2003年04月25日
三菱化学もPTAの大幅減産に乗り出す
向こう1ヵ月にアジア全体で4割カット
【カテゴリー】:経営
【関連企業・団体】:三井化学、三菱化学

 三菱化学は25日、4月下旬からおよそ1ヶ月にわたってPTA(高純度テレフタル酸)の減産を実施すると発表した。
 減産の規模は4万t。同社の現有設備能力は、松山工場の年産24万t、三菱化学インドネシアの同64万t、MCCPTAインディアの同42万tの合計同130万tとなっている。したがって今回の減産率(製造設備能力に対する減産率)は約40%ということになる。きわめて高い減産率といえる。
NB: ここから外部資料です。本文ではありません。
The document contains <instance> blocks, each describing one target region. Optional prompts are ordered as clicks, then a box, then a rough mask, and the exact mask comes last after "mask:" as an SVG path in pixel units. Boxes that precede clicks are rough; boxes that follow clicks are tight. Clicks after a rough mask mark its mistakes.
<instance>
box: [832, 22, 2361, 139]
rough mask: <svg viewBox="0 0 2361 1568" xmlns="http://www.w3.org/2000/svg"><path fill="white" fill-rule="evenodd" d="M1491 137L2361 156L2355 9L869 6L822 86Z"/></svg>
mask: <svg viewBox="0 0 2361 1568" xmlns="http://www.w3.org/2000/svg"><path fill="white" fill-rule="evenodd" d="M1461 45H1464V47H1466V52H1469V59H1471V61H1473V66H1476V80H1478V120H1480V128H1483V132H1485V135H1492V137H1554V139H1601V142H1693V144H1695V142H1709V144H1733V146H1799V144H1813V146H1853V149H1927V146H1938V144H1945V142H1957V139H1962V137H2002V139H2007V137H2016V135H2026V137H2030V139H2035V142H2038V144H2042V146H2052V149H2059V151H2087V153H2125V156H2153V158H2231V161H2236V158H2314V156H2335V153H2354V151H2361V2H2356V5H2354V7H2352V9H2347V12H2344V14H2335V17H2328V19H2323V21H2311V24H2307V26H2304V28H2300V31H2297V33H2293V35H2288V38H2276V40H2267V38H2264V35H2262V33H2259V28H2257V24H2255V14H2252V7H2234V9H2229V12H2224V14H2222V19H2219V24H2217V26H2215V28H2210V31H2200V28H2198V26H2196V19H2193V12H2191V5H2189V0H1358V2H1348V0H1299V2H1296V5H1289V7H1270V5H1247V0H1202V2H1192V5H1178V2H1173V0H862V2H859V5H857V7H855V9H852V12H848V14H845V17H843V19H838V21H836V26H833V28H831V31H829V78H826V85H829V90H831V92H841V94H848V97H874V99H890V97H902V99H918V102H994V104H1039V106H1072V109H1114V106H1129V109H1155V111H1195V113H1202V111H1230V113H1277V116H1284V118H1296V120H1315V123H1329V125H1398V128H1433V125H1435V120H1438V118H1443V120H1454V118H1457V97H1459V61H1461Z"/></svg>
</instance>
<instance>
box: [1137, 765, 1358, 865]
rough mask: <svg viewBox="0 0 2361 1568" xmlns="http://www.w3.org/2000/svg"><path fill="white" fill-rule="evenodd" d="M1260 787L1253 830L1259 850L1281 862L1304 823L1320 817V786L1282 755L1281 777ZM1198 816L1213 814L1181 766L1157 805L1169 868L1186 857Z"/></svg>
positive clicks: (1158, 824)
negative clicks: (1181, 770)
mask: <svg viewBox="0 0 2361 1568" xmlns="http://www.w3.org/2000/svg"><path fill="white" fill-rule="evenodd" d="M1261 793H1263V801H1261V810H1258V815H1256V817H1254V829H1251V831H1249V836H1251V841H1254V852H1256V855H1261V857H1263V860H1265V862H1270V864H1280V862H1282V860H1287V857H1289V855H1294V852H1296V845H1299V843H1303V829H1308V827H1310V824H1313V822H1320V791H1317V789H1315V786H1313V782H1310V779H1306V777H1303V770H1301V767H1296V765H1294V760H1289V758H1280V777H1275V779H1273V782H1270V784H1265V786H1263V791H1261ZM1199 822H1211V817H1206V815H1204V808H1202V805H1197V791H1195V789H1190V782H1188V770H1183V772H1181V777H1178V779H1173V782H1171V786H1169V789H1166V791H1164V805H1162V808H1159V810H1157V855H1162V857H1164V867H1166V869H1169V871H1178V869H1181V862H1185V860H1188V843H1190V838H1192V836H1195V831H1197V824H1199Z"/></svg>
 減産に踏み切ることにした理由については、大口輸出先である中国をはじめとしたアジア各地の需要の低迷と価格の下落による採算の悪化を挙げている。需要の減少の要因としては、原料PX(パラキシレン)の急騰とその後の高止まり、イラク戦争やSARS問題の広がりによるポリエステル川下製品の需要の減退などが挙げられると説明している。
 
 減産に当っては、松山工場を1ヶ月間運休するのに加えて、インドネシアとインドの2ヵ所の合弁会社の設備の稼動調整も実施していく。松山工場の設備の場合は、当初は、5月に2週間のスケジュールで定修を実施する予定であったが、需給バランスの早期回復を狙って前倒しするとともに運休期間を延長することにした。
 
 最近のPTAの需要の減少と市況の下落に対しては、アジア地域のPTAメーカー全体の間に強い危機感が急速に広まってきており、三井化学、韓国・三南石油化学、台湾・CAPCO、マレーシアBPなどが相次いで減産に踏み切っている。このうちの三井化学は、3月下旬から岩国大竹工場内の同35万t能力の第3号機を3週間の予定でクリーニング・シャットダウンしている。秋に予定していた定修を大幅に前倒ししたもの。他の系列についても稼動を調整中で、5月中旬までの同社の稼動率はほぼ50%にとどまる見通しにある。
 
 こうした中だけに、三菱化学の大幅減産のスタートはアジア地域全体の需給バランスの回復・維持にも十分寄与していくと見られる。同社では、中国の需要の回復が遅れた場合は減産を継続するとしている。ただし、最近の中国国内ではPTAもポリエステル製品も在庫がかなり縮小してきているので、5月中旬には需要が回復すると予想している。